Integrating funds for health and social care: an evidence review
Integrated funds for health and social care are one possible way of improving care for people with complex care requirements. If integrated funds facilitate coordinated care, this could support improvements in patient experience, and health and social care outcomes, reduce avoidable hospital admissions and delayed discharges, and so reduce costs. In this article, we examine whether this potential has been realized in practice.
We propose a framework based on agency theory for understanding the role that integrated funding can play in promoting coordinated care, and review the evidence to see whether the expected effects are realized in practice. We searched eight electronic databases and relevant websites, and checked reference lists of reviews and empirical studies. We extracted data on the types of funding integration used by schemes, their benefits and costs (including unintended effects), and the barriers to implementation. We interpreted our findings with reference to our framework.

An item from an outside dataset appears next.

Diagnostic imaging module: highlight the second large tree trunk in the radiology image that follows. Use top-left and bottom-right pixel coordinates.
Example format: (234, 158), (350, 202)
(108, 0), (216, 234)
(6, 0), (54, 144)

The review included 38 schemes from eight countries. Most of the randomized evidence came from Australia, with nonrandomized comparative evidence available from Australia, Canada, England, Sweden and the US. None of the comparative evidence isolated the effect of integrated funding; instead, studies assessed the effects of ‘integrated financing plus integrated care’ (i.e. ‘integration’) relative to usual care. Most schemes (24/38) assessed health outcomes, of which over half found no significant impact on health. The impact of integration on secondary care costs or use was assessed in 34 schemes. In 11 schemes, integration had no significant effect on secondary care costs or utilisation. Only three schemes reported significantly lower secondary care use compared with usual care. In the remaining 19 schemes, the evidence was mixed or unclear. Some schemes achieved short-term reductions in delayed discharges, but there was anecdotal evidence of unintended consequences such as premature hospital discharge and heightened risk of readmission. No scheme achieved a sustained reduction in hospital use. The primary barrier was the difficulty of implementing financial integration, despite the existence of statutory and regulatory support. Even where funds were successfully pooled, budget holders’ control over access to services remained limited. Barriers in the form of differences in performance frameworks, priorities and governance were prominent amongst the UK schemes, whereas difficulties in linking different information systems were more widespread. Despite these barriers, many schemes – including those that failed to improve health or reduce costs – reported that access to care had improved. Some of these schemes revealed substantial levels of unmet need and so total costs increased.
It is often assumed in policy that integrating funding will promote integrated care, and lead to better health outcomes and lower costs. Both our agency theory-based framework and the evidence indicate that the link is likely to be weak. Integrated care may uncover unmet need. Resolving this can benefit both individuals and society, but total care costs are likely to rise. Provided that integration delivers improvements in quality of life, even with additional costs, it may, nonetheless, offer value for money.